Thaw breast side up in its unopened wrapper on a tray in the refrigerator. Allow at least one day of thawing for every four pounds of turkey. (NO KIDDING. I have a 40 pound turkey so I started last week!)
Cold Water Thawing:
Thaw breast side down in its unopened wrapper in cold water to cover.
Change the water every 30 minutes to keep surface cold. Estimate minimum thawing time to be 30 minutes per pound for whole turkey.
Within two hours after roasting, remove stuffing from turkey and carve the meat off the bones, then store in refrigerator or freezer.
Wrap turkey slices and stuffing separately, refrigerate and use within three days.
Use refrigerated gravy within three days.
Freeze leftovers if you plan to store them for a longer period of time. Wrap in heavy foil, freezer wrap or place in freezer container; for optimum taste, use stuffing within one month and turkey within two months.

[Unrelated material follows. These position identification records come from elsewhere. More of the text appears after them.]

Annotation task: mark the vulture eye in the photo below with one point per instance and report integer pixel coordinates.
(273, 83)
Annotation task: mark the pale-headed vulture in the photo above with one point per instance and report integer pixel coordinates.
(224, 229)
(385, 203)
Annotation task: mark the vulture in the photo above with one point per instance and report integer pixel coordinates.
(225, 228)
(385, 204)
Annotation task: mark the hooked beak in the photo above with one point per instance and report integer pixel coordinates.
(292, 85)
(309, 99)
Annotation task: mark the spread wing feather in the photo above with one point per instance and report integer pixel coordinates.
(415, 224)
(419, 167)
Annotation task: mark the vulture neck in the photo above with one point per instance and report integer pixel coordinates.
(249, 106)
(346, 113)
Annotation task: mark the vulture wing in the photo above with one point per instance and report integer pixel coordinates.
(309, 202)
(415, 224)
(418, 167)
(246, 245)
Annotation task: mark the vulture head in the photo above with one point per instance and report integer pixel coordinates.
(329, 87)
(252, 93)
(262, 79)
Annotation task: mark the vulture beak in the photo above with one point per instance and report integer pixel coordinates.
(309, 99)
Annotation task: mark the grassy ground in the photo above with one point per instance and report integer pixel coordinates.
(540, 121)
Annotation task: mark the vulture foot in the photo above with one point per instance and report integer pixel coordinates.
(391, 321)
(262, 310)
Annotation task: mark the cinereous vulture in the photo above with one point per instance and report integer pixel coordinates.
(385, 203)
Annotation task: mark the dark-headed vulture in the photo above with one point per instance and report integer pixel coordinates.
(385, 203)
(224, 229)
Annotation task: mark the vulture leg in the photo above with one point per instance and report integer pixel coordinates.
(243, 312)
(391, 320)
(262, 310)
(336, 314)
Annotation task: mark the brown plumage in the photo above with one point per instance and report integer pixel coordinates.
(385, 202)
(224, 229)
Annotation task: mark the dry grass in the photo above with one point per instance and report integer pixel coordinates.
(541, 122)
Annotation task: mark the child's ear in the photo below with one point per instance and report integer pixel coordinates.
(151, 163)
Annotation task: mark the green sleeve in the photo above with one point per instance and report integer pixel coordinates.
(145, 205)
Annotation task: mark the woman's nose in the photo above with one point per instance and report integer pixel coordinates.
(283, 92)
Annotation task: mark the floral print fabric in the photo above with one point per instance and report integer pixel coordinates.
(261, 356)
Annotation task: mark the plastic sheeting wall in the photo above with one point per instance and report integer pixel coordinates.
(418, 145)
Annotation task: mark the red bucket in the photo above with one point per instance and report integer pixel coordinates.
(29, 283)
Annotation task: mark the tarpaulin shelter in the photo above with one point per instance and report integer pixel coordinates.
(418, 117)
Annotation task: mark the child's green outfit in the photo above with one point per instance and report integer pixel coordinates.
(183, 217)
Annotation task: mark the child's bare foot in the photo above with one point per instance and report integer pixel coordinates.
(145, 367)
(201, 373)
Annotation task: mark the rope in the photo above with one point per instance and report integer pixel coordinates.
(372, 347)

Check out the turkey place: www.butterball.com They have “HOW TO” videos on how to handle that turkey.
Weights & Cooking Time
Turkey weight is the starting point for planning your holiday meal. Use the following calculator to determine how much turkey to buy and the Roasting chart as a guideline for planning the day’s schedule. While minor variations in weight do not significantly affect cooking times, always use a meat thermometer to determine doneness.
Butterball Open Pan Roasting Method.
Place thawed or fresh turkey, breast up on a flat rack in a shallow pan, 2 to 2-1/2 inches deep.
Brush or rub skin with oil to prevent the skin from drying and to enhance the golden color.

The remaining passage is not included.